Inland
SPÖ will Weisungsrecht für Staatsanwälte "flott" bekommen
Forderung nach Einrichtung einer Bundesstaatsanwalt
Wien - Das Weisungsrecht für Staatsanwälte "wieder flott zu bekommen" ist erklärtes Ziel der SPÖ. In einer SPÖ-Enquete im
Parlament präsentierten am Donnerstag Klubobmann Peter Kostelka und Justizsprecher Hannes Jarolim die Vorschläge, die auf die
Einrichtung eines unabhängigen, weisungsfreien, dem Parlament verantwortlichen Bundesstaatsanwaltes abzielen. In Kurzreferaten nahmen
namhafte Vertreter der Rechtspflege sowie der Rechtswissenschaft zu diesem sensiblen Thema Stellung.

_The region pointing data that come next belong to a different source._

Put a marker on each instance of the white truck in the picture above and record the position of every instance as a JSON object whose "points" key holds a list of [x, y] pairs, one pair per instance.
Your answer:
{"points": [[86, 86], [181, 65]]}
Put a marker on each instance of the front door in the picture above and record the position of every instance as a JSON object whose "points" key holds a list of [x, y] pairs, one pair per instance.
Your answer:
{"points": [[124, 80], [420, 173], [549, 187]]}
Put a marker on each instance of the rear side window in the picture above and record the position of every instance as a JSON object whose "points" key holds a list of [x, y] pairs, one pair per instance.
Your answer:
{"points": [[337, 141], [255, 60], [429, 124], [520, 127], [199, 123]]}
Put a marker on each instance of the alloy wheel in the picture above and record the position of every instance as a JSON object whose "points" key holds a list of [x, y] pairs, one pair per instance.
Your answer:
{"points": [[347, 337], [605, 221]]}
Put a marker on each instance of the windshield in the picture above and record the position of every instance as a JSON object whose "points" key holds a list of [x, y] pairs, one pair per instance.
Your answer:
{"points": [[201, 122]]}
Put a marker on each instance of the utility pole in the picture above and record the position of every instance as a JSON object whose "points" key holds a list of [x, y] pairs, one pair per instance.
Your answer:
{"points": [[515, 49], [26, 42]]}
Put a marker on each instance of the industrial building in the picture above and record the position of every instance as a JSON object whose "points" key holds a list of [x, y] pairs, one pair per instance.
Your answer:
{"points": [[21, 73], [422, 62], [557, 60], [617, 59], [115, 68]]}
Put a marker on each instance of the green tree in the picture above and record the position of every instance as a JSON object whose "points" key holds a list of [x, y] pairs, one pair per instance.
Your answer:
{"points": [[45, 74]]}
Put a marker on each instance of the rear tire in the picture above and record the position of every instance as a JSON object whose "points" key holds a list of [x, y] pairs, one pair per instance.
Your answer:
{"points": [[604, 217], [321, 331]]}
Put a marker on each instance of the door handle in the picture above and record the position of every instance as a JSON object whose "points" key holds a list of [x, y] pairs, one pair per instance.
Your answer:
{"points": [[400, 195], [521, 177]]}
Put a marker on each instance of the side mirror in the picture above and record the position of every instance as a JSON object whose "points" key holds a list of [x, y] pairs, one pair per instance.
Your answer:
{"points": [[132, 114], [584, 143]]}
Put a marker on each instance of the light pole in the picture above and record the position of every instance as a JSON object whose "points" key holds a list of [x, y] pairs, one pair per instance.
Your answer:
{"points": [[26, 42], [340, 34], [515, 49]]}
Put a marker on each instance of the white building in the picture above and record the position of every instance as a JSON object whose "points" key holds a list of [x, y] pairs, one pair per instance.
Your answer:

Die Diskussion rund um das Weisungsrecht habe durch den jetzigen Justizminister einen aktuellen Hintergrund bekommen, erklärte Kostelka.
Das Thema selbst sei aber schon lange im Gespräch. Gerade wegen des Weisungsrechtes des Justizministers den Staatsanwälten gegenüber
habe es 1986 bis zum Jahr 2000 bewusst ausschließlich parteifreie Justizminister gegeben. "Wir wollen das Weisungsrecht wieder flott
bekommen und deswegen ist es notwendig, es vom Justizminister weg zu einem unabhängigen Bundesstaatsanwalt, der dem Parlament
verantwortlich ist, zu verlagern", erklärte Kostelka.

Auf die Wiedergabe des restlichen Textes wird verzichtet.